Dans un pays où l’héritage foncier reste une clef du pouvoir social, le théâtre s’invite désormais là où les débats s’éteignent trop vite. Les Plis de l’Héritage, ce vendredi 24 octobre 2025 ouvre une brèche dans des traditions tenaces, révélant l’ombre portée du patriarcat sur les générations futures. En mobilisant une jeune troupe, le spectacle donne un visage à celles et ceux qu’on entend rarement. Sur scène, la fiction sert de révélateur et la salle devient témoin.
À l’espace culturel Le Centre de Lobozounkpa, la scène s’est faite miroir. Avec Les Plis de l’Héritage, la Compagnie Apsara place le débat de la transmission foncière au cœur d’un récit où les silences pèsent davantage que les plaidoyers. La pièce, interprétée par de jeunes comédiens béninois formés depuis deux ans, plonge dans un univers rural où l’exclusion des femmes de la succession reste encore traitée comme une évidence. La mise en scène révèle une fratrie fracturée par la succession du père, coincée entre fidélité aux règles ancestrales et quête de justice.
“Je crois que le débat social, il est là, je veux dire, il y a des lois qui défendent les droits de la femme. Simplement, dans les villages, on en fait fi, comme dans le spectacle, on dit, chaque village a sa charte et ses codes, mais simplement, le patriarcat fait qu’on ne tient pas compte de la femme pour la simple et bonne raison qu’elle va se marier. Finalement, les terres vont rester au nom d’un étranger, d’un homme qui vient d’ailleurs et qu’on ne connaît pas. C’est un petit peu le débat, mais la femme, que ce soit l’épouse ou les filles, ont droit, tout autant que les hommes, à hériter. On ne peut pas laisser les femmes démunies.”
Silvia Barreiros, Metteuse en scène – Suisse
Au-delà du drame familial, le spectacle pointe un paradoxe contemporain. Le cadre légal protège désormais les femmes, mais les pratiques coutumières persistent, justifiées par des codes transmis sans discussion. Sur scène, le conflit s’installe sans manikisme, laissant au public la responsabilité de son propre verdict.
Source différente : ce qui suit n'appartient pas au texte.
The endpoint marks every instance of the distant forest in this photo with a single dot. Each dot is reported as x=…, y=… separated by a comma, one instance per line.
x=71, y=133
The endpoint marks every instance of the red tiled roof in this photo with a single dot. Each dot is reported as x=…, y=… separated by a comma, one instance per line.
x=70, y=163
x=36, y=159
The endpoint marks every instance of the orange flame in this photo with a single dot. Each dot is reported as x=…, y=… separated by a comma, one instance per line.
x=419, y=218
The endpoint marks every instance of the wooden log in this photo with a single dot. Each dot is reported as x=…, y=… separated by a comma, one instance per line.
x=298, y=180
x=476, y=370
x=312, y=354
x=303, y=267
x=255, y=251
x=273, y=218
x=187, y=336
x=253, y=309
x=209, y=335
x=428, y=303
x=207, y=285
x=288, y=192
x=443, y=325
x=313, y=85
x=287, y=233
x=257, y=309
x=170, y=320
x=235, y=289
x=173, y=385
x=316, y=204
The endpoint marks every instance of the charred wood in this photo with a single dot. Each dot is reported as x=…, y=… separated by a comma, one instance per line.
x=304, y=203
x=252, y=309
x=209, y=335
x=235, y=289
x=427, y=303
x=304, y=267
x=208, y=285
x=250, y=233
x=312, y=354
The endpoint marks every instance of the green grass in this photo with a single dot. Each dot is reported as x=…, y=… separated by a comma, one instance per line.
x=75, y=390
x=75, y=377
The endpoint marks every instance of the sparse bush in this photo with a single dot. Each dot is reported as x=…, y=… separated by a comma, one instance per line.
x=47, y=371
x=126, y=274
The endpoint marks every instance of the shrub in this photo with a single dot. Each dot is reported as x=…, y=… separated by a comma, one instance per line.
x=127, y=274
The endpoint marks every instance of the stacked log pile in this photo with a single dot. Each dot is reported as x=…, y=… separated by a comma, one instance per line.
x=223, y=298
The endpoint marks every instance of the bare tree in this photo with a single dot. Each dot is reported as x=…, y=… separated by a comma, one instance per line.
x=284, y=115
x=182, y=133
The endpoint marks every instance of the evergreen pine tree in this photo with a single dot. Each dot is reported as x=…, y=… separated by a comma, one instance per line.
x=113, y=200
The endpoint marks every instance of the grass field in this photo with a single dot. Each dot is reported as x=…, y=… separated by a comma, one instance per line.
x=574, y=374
La direction artistique s’appuie sur une formation exigeante inspirée de Grotowski, Ma-yère-hold et Barba, renforçant la présence scénique d’une génération en pleine ascension.
“D’abord le rôle de Prunelle, Prunelle en fait, c’est une fofolle dans la tête, qui se cherche, qui cherche ses origines et surtout son père. Donc, elle cherche en fait l’amour paternel. C’est la raison pour laquelle elle est venue, pensant que c’était son père. ”
Arielle Akakpo, Comédienne – Bénin
Les Plis de l’Héritage s’inscrit dans un mouvement qui gagne du terrain : utiliser les arts vivants pour former, alerter et ouvrir des brèches dans les consciences, notamment au-delà des capitales. La tournée annoncée vise des territoires souvent tenus à l’écart du débat public, là où la parole s’émousse face à la coutume. La présence de Nicolas Houénou de Dravo, comédien et cinéaste béninois dont la réputation parle d’elle-même, est saluée. Il prête sa voix au conteur et son charisme à l’oracle, deux rôles denses et exigeants, trop lourds à porter pour des interprètes moins aguerris.